Overall, Phosphorus-32 is invaluable in the exploration of genetic material due to its capability to label and track biomolecules.

Nuclear Chemistry

Nuclear chemistry is the study of the chemical processes in radioactive substances and the chemical effects of radiation. This field examines how nuclear reactions differ from chemical reactions, primarily in that they involve changes in an atom's nucleus.
Key discussions in nuclear chemistry include:

• Radioactive decay, where unstable atomic nuclei lose energy by emitting radiation, is a central concept.
• Various types of decay include alpha, beta, and gamma decay, each involving different particles and energy levels.
• Nuclear chemistry has applications in medicine, energy production, and environmental science.

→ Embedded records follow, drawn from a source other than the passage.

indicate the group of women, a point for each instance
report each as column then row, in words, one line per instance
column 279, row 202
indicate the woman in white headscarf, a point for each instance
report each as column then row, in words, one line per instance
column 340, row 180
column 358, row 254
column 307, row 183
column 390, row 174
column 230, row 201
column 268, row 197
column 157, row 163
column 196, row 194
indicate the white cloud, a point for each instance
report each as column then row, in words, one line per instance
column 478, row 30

By understanding nuclear chemistry, scientists can harness radiation for beneficial uses such as cancer treatment while also managing and mitigating the associated risks.

Exponential Decay

Exponential decay describes a process where a quantity decreases at a rate proportional to its current value, leading to rapid reductions over time. This is the mathematical model used to describe how radioactive materials decay.
The key principle of exponential decay in radioactive substances is given by the formula: \[ \text{Remaining fraction} = \left( \frac{1}{2} \right)^{\text{number of half-lives}} \]

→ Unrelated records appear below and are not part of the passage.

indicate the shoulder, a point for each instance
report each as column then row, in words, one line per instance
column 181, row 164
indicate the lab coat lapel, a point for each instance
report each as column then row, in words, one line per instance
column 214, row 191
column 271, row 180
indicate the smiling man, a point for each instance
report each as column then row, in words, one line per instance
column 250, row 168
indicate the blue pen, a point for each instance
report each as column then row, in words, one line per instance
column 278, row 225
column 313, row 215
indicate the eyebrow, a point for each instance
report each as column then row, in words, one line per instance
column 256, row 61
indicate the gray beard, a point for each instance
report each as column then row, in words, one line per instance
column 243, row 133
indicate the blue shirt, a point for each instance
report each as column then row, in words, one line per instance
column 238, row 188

• In the context of radioactive decay, each half-life reduces the remaining substance by half, leading to a quick decrease in its mass over time.
• For calculations, knowing the number of half-lives allows one to determine the remaining mass of a substance after a certain period.

Understanding exponential decay is crucial in fields such as nuclear medicine, where precise dosages of radioactive materials must be maintained for safety and efficacy.